Psst... We're working on the next generation of Chowhound! View >
HOME > Chowhound > Cookware >
Sep 24, 2012 11:05 AM

Cast iron pan smokes when preheating

Hi there, I know this is a newb question but when I preheat my cast iron skillet to get super-hot for searing, the pan will inevitably smoke as the seasoning begins to burn (or if it's not the "seasoning" per se, it's whatever residual oil is on the pan). This is normal right? I'm always wondering if I should be throwing my steaks on as soon as I see smoke, or if this is just part and parcel of cooking with cast iron.


  1. Click to Upload a photo (10 MB limit)
  1. I don't consider it normal. The seasoning on my cast iron skillet is smooth, dry, and hard. It doesn't smoke when I heat it up. It sounds to me like you have oil residue in your pan which has not been turned into a proper seasoning.

    13 Replies
    1. re: GH1618

      OK so this is where I get confused. Pretty much everything I read says that when you're done using your pan, you clean it out, dry it well (in a hot oven or over the stove) and then wipe a thin layer of oil in the pan for storage. Sometimes you also see recommendations to wipe a thin layer of oil in the pan before you use it. Wouldn't this oil smoke next time you use the pan?

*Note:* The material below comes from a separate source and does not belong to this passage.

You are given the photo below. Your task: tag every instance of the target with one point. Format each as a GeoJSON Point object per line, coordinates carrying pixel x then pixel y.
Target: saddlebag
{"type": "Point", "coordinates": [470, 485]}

      Or another example. Forget about wiping a thin layer of oil before or after cooking...what about just residual oil from your previous meal? Let's say I make bacon, pour out the oil when I'm done, and clean up the rest with a paper towel. Obviously since I'm not using soap and water, there will still be a thin layer of bacon grease left in the pan, and I assume that would smoke up next time I heat the pan.

      Does this make sense?

      1. re: TBusidan

        Perfect sense IMHO.....You will find that any topic relating to cast iron is a hotly debated and contentious thing but like you I too coat my many cast iron pans and wok with a very thin coating of neutral oil which inevitably smokes when brought up to heat...thus "smoking hot"?
        I wouldn't worry unless the oil was too thickly applied or not buffed in so as to become rancid and mar the flavor of your preparation... trust your nose and common sense.

        1. re: TBusidan

          There is a lot of conflicting information out there on how to maintain cast iron, and there are many threads on the subject here. I don't want to get into an extended debate, since I have written on the subject already, so will merely summarize what I do:

          1. The initial seasoning, or restoration of seasoning, is done with shortening (Crisco), not oil, and baked on.

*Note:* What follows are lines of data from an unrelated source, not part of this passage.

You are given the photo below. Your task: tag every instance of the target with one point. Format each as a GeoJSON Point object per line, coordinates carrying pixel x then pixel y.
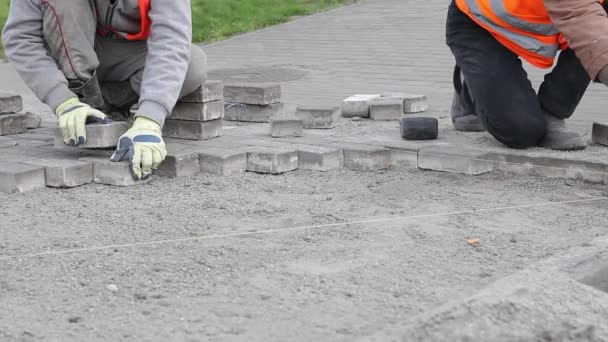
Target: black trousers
{"type": "Point", "coordinates": [498, 88]}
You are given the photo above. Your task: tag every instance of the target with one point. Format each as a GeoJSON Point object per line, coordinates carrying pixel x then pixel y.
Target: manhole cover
{"type": "Point", "coordinates": [257, 75]}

          2. After use, pan is usually washed out with only hot water and a scrubber-sponge, then put over a low flame for a short time. All surface oil is wiped out with a paper towel as pan warms. Pan is dried thoroughly with heat and put away dry.

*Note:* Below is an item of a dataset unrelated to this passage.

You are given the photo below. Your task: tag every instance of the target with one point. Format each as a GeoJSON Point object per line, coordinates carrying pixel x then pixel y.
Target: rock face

          3. If pan is especially greasy because of cooking bacon or a hamburger, I add a drop or two of liquid dish soap to the pan when I fill it with hot water. After a minute or less, I rinse it out and scrub with hot water and continue as normal

          I don't want to argue about soap. Those who never put soap in an iron pan are entitled to their method. I don't store a pan with old bacon grease in it. If the seasoning needs a little restoration, I just wash the pan, dry it thoroughly in the oven, and do the shortening thing again. Usually, a tiny amount of soap just helps remove the grease and does no real harm to the seasoning.

          1. re: GH1618

            As I indicated cast iron is a contentious topic and there will be varied opinions.
            I season my cast iron like I season a new carbon steel wok.
            Fat back brought up to smoking temp on a charcoal grill and left to cool slowly, done correctly you'll only need to do this perhaps twice.
            Wash with warm water and a light scrubbing with coarse salt to eliminate any crusty bits during break in. Dribble of neutral oil buffed in to season and protect.
            Respectfully... if your cast iron does not smoke a little under searing tempts, it's not hot enough or the pan is not seasoned properly.

            1. re: Duppie

              OK.  My skillet does indeed smoke a little when brought to sufficient temperature while dry.  However, this is hotter than is necessary for browning meat.  The Maillard reaction starts at about 220 °F, while the smoke point is in the range 350 to 400 °F, depending on the fat used.

              Here are a couple of quotations on the subject of "smokin' hot":

              Harold McGee in On Food and Cooking: "... the smoke point of the fat must not be exceeded if burnt flavors are to be avoided." (on frying meats)

              James Beard in The New James Beard: "Heat the oil and butter in a skillet or sauté pan until sizzling but not smoking." (from a recipe for tournedos)

              You can smoke up your kitchen if you like, but I think it's unnecessary to proper cooking of meat.  Until I find an instruction from Beard advising to bring a pan to "smokin' hot" to sear meat, I'm not doing it.  If the seasoning is smoking, it seems to me it is being damaged.

              1. re: GH1618

                So now your pan does smoke? I'm confused........ Thanks for your McGee and Beard references but I believe we all knew it should and would.
                Perhaps we have different opinions on smoke but I like to utilize a well seasoned pan properly and believe it was essentially the question the OP posed.
                Thanks for your input all the same.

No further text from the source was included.